Soto began the event by introducing herself, starting with her professional life and leading into her family history and her childhood. Soto talked about living with multiple identities; Puerto Rican, Jamaican, Chinese, musician, actor and daughter.
“On a college campus, we’re all discovering our identity,” said attendee Ashauna Francis, an urban elementary education and Spanish major. “This is the key point. At some point, everybody allows something to define them that isn’t actually them.”
Soto also invited the audience to reflect on their stories within themselves by allocating time for meditation and prompts for the audience to answer among themselves. These prompts included finishing the sentence, “I am…,” and “What identity do you feel closest to?”

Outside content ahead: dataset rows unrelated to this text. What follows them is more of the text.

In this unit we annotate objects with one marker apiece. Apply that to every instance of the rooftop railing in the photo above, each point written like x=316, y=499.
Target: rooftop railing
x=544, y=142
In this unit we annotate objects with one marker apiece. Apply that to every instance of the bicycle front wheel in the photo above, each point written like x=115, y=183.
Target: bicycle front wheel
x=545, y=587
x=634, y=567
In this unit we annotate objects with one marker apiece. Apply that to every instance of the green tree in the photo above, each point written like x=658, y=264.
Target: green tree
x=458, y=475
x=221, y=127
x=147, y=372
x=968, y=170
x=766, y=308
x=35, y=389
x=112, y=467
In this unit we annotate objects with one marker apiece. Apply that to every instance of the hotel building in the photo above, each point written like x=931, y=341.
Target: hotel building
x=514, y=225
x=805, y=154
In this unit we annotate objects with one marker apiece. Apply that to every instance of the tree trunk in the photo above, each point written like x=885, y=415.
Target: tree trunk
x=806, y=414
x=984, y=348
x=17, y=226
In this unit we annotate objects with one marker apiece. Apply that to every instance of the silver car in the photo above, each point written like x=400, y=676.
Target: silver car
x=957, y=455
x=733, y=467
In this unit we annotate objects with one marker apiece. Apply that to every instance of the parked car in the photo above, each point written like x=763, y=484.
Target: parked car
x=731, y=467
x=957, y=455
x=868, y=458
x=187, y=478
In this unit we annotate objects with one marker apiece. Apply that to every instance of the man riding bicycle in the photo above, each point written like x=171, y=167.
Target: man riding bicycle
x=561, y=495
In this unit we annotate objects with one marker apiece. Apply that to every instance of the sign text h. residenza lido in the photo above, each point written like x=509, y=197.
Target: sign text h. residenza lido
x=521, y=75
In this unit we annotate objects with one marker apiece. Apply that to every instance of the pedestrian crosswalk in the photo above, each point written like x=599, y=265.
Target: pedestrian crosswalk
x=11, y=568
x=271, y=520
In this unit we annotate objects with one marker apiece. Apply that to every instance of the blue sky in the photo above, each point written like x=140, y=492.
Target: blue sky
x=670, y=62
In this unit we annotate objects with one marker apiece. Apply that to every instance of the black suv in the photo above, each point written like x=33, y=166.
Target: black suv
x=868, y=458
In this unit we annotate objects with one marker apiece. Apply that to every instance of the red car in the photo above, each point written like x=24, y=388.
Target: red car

“Culture is not the only identity people have,” said Kelly Maci, a sophomore early childhood urban education and Spanish major. “There’s so much intersectionality, and I feel like she really expressed intersectionality well because she had to figure out and explore three sides of herself and extra things, with her being a musician and with her being Puerto Rican, Jamaican, and Chinese. She even mentioned to us how she felt much more connected to her Puerto Rican side so she wanted to go and explore her Jamaican and Chinese sides.”
Students related to what Soto discussed about her own life. Her experiences bore a resemblance to the experiences of many people in the room.
“I agree with what she was saying, living in a predominantly white area, and from being from around a 90-plus percent white population,” said Camille Clemente, a sophomore public health major. “Growing up in elementary school, I was probably the only brown person in my classroom and one of a couple in the whole school. That experience has made my views different from other people’s views who have grown up with other people that look like them. In a predominantly white area, it has been hard to connect with my culture, similar to what she was saying, but I’m very lucky to have a small community of Filipinos living with me.”
Students enjoyed the unique presentation style of Soto, which allowed her presentation to go beyond just her own life experiences.
“I like how interactive the presentation was since we were able to reflect on her background as well as our own background and values,” said Karyme Estevez, a sophomore interactive multimedia major. “This made the talk feel very communal.”
Visiting the College, Soto sought to provide a sense of peace in the hectic lives of college students.
“It’s so hard to be a college student right now and just affirm how far you’ve come, what it means for you to be in this room, and all the hurdles and challenges you had to overcome to be here,” Soto said. “It's so amazing, so please be proud of yourself.”